Cuando Paula entró en el salón, se preparó para una conversación desagradable. «Sé cortés y profesional, pero no abandones tus principios». No tenía que haberse molestado con los consejos. Pedro estaba profundamente dormido en el sofá. Estaba tal cual se había sentado. Dormido, parecía menos formidable y menos intimidante que cuando estaba despierto, pero no podía deshacerse de una mueca de dolor y tristeza que le fruncía las comisuras de la boca. Dolor. Todo esto unido a una silla de ruedas y a un bastón deberían haberle hecho parecer vulnerable. No era así. Tampoco le restaba atractivo. Con sus afiladas mejillas y la fuerte mandíbula, Pedro Alfonso era poseedor de una belleza clásica. No había duda de ello, a pesar de su delicado estado físico. Tampoco servía para olvidar su reputación como castigo de las damas. Muchas mujeres lo consideraban un buen partido, en especial si estaban dispuestas a excusar su desagradable actitud. Tenía la cabeza en una postura que, sin duda, terminaría dándole un buen dolor de cuello. A pesar de todo, Paula no se molestó en despertarle. Por eso, anduvo de puntillas, deseando poder evitar más enfrentamientos desagradables. Ya en la puerta, se atrevió a mirarlo. Decidió que cuanto menos interactuara con su jefe, mucho mejor.

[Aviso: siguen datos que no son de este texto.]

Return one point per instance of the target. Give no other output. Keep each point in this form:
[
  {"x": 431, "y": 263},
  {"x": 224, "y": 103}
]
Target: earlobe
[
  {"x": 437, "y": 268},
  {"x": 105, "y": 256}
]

Pedro se despertó con el sonido de una puerta que se cerraba. Se irguió en el sofá y estiró el cuello en todas direcciones. En el breve rato que había estado dormido, ya tenía un agudo dolor en la base del cráneo. Otro músculo dolorido para que Juan pudiera trabajarlo durante la sesión de la tarde. Si él accedía. Tal vez volvería a saltársela. De todos modos, ¿De qué servía? Aquella manera de pensar lo enojaba, aunque también lo dejaba sintiéndose muy derrotado. Quería ponerse mejor, pero, ¿Y si no lo hacía nunca? ¿Y si los médicos tenían razón? Se levantó con dificultad apoyándose todo lo posible en el bastón. Lo odiaba. Odiaba tener que usarlo. Sin embargo, más que nada, odiaba lo que representaba. Le gritaba al mundo que Pedro Alfonso ya no era el hombre que solía ser. Estaba herido. Limitado. Inútil. Precisamente lo mismo que su madre siempre le había acusado de ser. Recordó la conversación que habían tenido poco después de que él llegara a la casa que ella tenía en Charleston.
—Lo único que se te da bien es gastar dinero. Has agotado la herencia del abuelo viviendo a cuerpo de rey en Europa. Sin preocupaciones ni responsabilidades. Bueno, pues no esperes que yo te eche una mano ahora. Eres como tu padre. Jamás guardaste nada para el invierno.